In the present study, we reported a HIV infected patient with the AOAD harboring a novel E69V substitution in the GFAP gene. Furthermore, we analyzed the patient’s family and found dominant inherited asymptomatic AD and a new heterozygous point mutation in the GFAP gene.
The main clinical manifestation of our patient was the disturbance of his gait. Several mechanisms might be responsible for this symptom, including the direct effects of HIV, opportunistic infection, or HIV-associated diseases. First, HIV can directly cause neuronal damage and cognitive decline, such as HIV-associated neurocognitive disorders, especially in people with advanced stages of AIDS and low CD4 count. However, our patient showed high levels of CD4 without severe cognitive impairment after ART initiation. Second, opportunistic infections in the central nervous system, such as cryptococcal infection, tuberculosis, and viral infection, can cause gait disorder. Neurosyphilis, regarded as a great mimicker to neuro-ophthalmic, audio-vestibular, and psychiatric disorders, often presents concomitantly with other diseases, including metabolic disorders [8]. However, no suspected pathogen infection was found in the CSF of our patient. Third, HIV-associated diseases, such as lymphoma and progressive multifocal leukoencephalopathy, can cause gait disorder. However, all of the above-mentioned disorders show obvious lesions with abnormal signals on MR, which was not observed in our patient. Thus, we searched for other causes that would account for neurological manifestations, which led to the discovery of a novel GFAP gene variant. Currently, we are the first to report a GFAP mutation in a patient with AOAD living with HIV.
GFAP is a member of the intermediate filaments (IF), which contribute to the formation of cytoskeleton and share a common structure [9]. Mutations at K63, V87, E210, E223, R276, and R416 have been identified in the AOAD [10]. These mutations have a high level of conservation among other GFAP species and with the related type III intermediate filament proteins vimentin and desmin. K63Q is an alteration in the N-terminal portion of the protein before the start of coil 1A. The K63Q mutant yields protein aggregates and some ringlike structures [11]. E69V is located in the head domain of GFAP, but further studies are needed to explore the precise mechanism of action.
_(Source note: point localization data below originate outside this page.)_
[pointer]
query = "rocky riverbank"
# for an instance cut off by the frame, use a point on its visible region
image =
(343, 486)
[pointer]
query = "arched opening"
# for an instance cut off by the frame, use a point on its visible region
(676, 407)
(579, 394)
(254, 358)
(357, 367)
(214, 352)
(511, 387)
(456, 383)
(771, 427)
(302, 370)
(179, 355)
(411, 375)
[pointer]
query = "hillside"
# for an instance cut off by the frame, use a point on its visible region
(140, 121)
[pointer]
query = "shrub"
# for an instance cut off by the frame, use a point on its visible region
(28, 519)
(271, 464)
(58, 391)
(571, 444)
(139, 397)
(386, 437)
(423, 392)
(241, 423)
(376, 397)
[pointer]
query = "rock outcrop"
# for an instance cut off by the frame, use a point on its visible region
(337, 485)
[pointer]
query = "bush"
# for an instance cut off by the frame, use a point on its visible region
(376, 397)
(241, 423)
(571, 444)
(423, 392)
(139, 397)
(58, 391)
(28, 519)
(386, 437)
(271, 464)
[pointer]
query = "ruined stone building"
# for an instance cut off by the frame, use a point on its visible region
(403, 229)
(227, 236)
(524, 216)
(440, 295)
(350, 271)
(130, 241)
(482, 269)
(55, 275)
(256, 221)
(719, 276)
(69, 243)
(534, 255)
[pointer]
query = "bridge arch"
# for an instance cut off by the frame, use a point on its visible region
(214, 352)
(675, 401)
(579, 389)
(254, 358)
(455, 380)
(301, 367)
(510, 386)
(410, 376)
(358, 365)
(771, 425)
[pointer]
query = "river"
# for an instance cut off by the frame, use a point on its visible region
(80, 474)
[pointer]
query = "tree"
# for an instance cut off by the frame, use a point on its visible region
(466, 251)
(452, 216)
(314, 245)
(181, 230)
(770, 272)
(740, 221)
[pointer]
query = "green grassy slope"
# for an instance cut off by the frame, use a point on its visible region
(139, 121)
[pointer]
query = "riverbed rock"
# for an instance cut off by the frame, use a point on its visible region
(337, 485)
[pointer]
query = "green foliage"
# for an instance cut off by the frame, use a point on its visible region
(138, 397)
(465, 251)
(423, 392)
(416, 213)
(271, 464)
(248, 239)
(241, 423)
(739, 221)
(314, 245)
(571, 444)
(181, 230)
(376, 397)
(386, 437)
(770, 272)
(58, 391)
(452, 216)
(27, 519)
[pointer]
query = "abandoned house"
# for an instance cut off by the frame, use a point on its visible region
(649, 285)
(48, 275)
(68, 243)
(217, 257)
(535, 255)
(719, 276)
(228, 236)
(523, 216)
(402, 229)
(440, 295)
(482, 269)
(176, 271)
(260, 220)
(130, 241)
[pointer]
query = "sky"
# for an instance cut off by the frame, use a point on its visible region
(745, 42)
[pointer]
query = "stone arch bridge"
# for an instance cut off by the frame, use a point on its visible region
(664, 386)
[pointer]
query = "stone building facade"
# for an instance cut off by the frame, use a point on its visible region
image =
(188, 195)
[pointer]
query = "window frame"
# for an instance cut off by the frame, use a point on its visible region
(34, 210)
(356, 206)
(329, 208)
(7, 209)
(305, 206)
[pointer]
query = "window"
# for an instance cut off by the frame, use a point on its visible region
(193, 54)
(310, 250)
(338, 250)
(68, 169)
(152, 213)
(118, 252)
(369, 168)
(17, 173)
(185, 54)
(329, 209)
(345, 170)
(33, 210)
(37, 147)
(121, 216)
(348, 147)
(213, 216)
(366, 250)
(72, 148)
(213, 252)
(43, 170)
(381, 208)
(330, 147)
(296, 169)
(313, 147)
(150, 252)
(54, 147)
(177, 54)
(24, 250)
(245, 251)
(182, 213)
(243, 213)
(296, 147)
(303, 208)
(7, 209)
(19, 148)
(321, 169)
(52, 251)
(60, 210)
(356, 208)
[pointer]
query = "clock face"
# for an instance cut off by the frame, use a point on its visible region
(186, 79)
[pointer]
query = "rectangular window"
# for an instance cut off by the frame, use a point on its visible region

Analyses of the patient’s family expanded the spectrum of the phenotypic variabilities that are associated with GFAP mutations. Within families, previous reports have shown that the genotype was related to the phenotype [11]. Some case reports have shown mutant dominant missense GFAP mutations account for nearly all forms of AD and are autosomal dominant mutations. Families that carry GFAP mutations display clear evidence of variable phenotypes but recessive inheritance has not been observed. However, factors other than GFAP mutations may account for the variation of patient phenotypic manifestations.
AD patients typically have histories of systemic illnesses, such as infection, neoplasia, or hypertension, that is sometimes combined with substance abuse [12]. Secondary illnesses or intoxication could independently lead to the formation of rosenthal fibers, leading to the upregulation of GFAP expression. A history of HIV, HCV, and syphilis infection may be observed in these patients.
In summary, we are the first to report AOAD in PLWH. The affected patients in the family displayed an autosomal E69V mutation in the GFAP gene, and phenotypes do not support recessive inheritance.